Longcaller

NEO

NEO is an advanced smart contract platform.

There are two tokens in use: NEO and GAS. NEO was made for voting on network changes. GAS was made for paying for network operations. GAS is rewarded to NEO token holders with each block.

NEO uses Delegated Byzantine Fault Tolerant (dBFT) consensus mechanism. NEO holders vote for bookkeepers (block producers). Selected bookkeepers will produce blocks every 15 seconds. If most of the bookkeepers agree on what block should contain, this block will be considered valid.

NEO introduces the notion of Digital Identity. Any user of NEO can request a certificate, which will prove that the NEO address is tied to a specific person.

NeoContract is a modernized implementation of smart contracts on NEO. It solves multiple problems that are usual for distributed systems, such as inconsistencies of time, random number generation and external data on different computers.
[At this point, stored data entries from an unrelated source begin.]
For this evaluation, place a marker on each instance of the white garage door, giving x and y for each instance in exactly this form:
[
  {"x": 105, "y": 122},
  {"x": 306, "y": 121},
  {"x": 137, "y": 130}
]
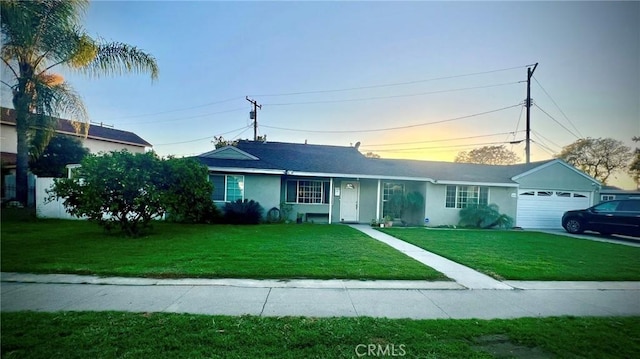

NEO allows contracts to call each other, but the calls should be statically defined, i.e. defined before running a contract. This allows NEO to build a tree of calls for each contract. Thanks to this, NEO can define whether two contracts connected to each other, thus creating sets of connected contracts. Different sets can be executed in parallel, allowing potentially endless scalability.

Smart contracts run on the lightweight NeoVM (NEO Virtual Machine). NeoVM has a fast startup and takes up little resources, which makes it perfect for short programs like smart contracts. The architecture of NeoVM is similar to popular programming languages, so smart contracts can be written in Java, C#, and other modern languages.

NeoX is a protocol for cross-chain interaction. It allows atomic transactions on multiple chains. All connected transactions either fail or success simultaneously. The simple example of cross-chain interaction is the atomic exchange of coins, e.g. Ethereum and NEO, written in both blockchains. Other blockchains should support NeoX.

NEO introduces a distributed file system, NeoFS. Uploaded files can be accessed by their hash value. As each file is stored only on the small subset of nodes, there is a possibility that a file will be corrupted or even removed from all nodes that keep it. NEO solves it by allowing the user (or developer) to set the reliability of each file. Files with a small reliability will be cheap or even free to store and access. Files with a high reliability will be stored on backbone nodes, providing very low chance of failing, but also requiring higher costs.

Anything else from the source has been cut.